Si precisa che, nel modulo (All. A8 bando giusta DGR n. 2548 del 04.08.2009; All. A9 bando giusta DGR n. 2549 del 04.08.2009) - dichiarazione de minimis formulata ai sensi del Reg. CE n. 1998 del 15.12.2006 dove c’è scritto: "...avente diritto alla concessione di un contributo da parte della Regione del Veneto pari ad Euro **** giusto decreto del Dirigente regionale competente..." va inserito l’importo assegnato con lettera di ammissione a contributo per lo specifico progetto.

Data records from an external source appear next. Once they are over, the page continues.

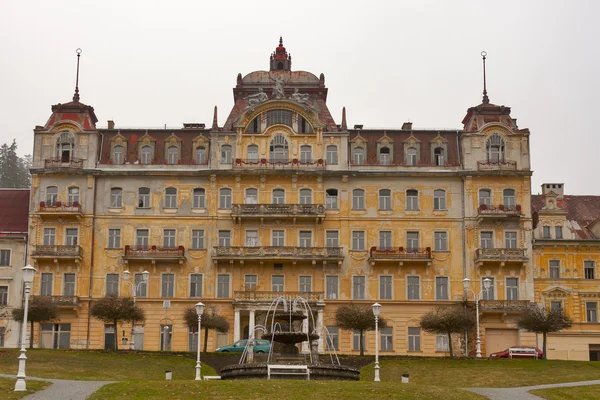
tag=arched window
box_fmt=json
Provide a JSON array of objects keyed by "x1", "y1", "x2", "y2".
[
  {"x1": 479, "y1": 189, "x2": 492, "y2": 207},
  {"x1": 273, "y1": 189, "x2": 285, "y2": 204},
  {"x1": 56, "y1": 132, "x2": 75, "y2": 162},
  {"x1": 113, "y1": 146, "x2": 125, "y2": 164},
  {"x1": 300, "y1": 189, "x2": 312, "y2": 204},
  {"x1": 300, "y1": 145, "x2": 312, "y2": 163},
  {"x1": 140, "y1": 146, "x2": 152, "y2": 165},
  {"x1": 196, "y1": 146, "x2": 206, "y2": 165},
  {"x1": 167, "y1": 146, "x2": 179, "y2": 165},
  {"x1": 248, "y1": 144, "x2": 258, "y2": 161},
  {"x1": 433, "y1": 147, "x2": 445, "y2": 166},
  {"x1": 433, "y1": 189, "x2": 446, "y2": 210},
  {"x1": 379, "y1": 189, "x2": 392, "y2": 211},
  {"x1": 197, "y1": 188, "x2": 206, "y2": 208},
  {"x1": 379, "y1": 147, "x2": 391, "y2": 165},
  {"x1": 486, "y1": 133, "x2": 504, "y2": 163},
  {"x1": 46, "y1": 186, "x2": 58, "y2": 207},
  {"x1": 406, "y1": 147, "x2": 417, "y2": 165},
  {"x1": 352, "y1": 189, "x2": 365, "y2": 210},
  {"x1": 269, "y1": 135, "x2": 288, "y2": 162},
  {"x1": 352, "y1": 147, "x2": 365, "y2": 165},
  {"x1": 138, "y1": 187, "x2": 150, "y2": 208},
  {"x1": 502, "y1": 189, "x2": 517, "y2": 209},
  {"x1": 325, "y1": 189, "x2": 338, "y2": 210}
]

Mentre nella parte finale del modulo, sotto la tabella dove c’è scritto: "... e pertanto può beneficiare del contributo di Euro **** quale quota del contributo ...", qui va indicato l’importo che la singola ditta assume a beneficio.

Qual è la formula corretta da impiegare per la rendicontazione delle spese riferite al personale para-subordinato?

Nel caso di contratti di collaborazione coordinata e continuativa, contratti a progetto o contratti di equivalente natura giuridica, al fine di determinare il costo orario si utilizzi un “registro ore mensile”, che riporti il nome della persona, le ore lavorate nel progetto, la firma del collaboratore e la firma del responsabile del progetto. Sulla base dell’importo lordo del contratto sottoscritto, se non totalmente dedicato al progetto, si dovrà individuare la percentuale di impegno del collaboratore.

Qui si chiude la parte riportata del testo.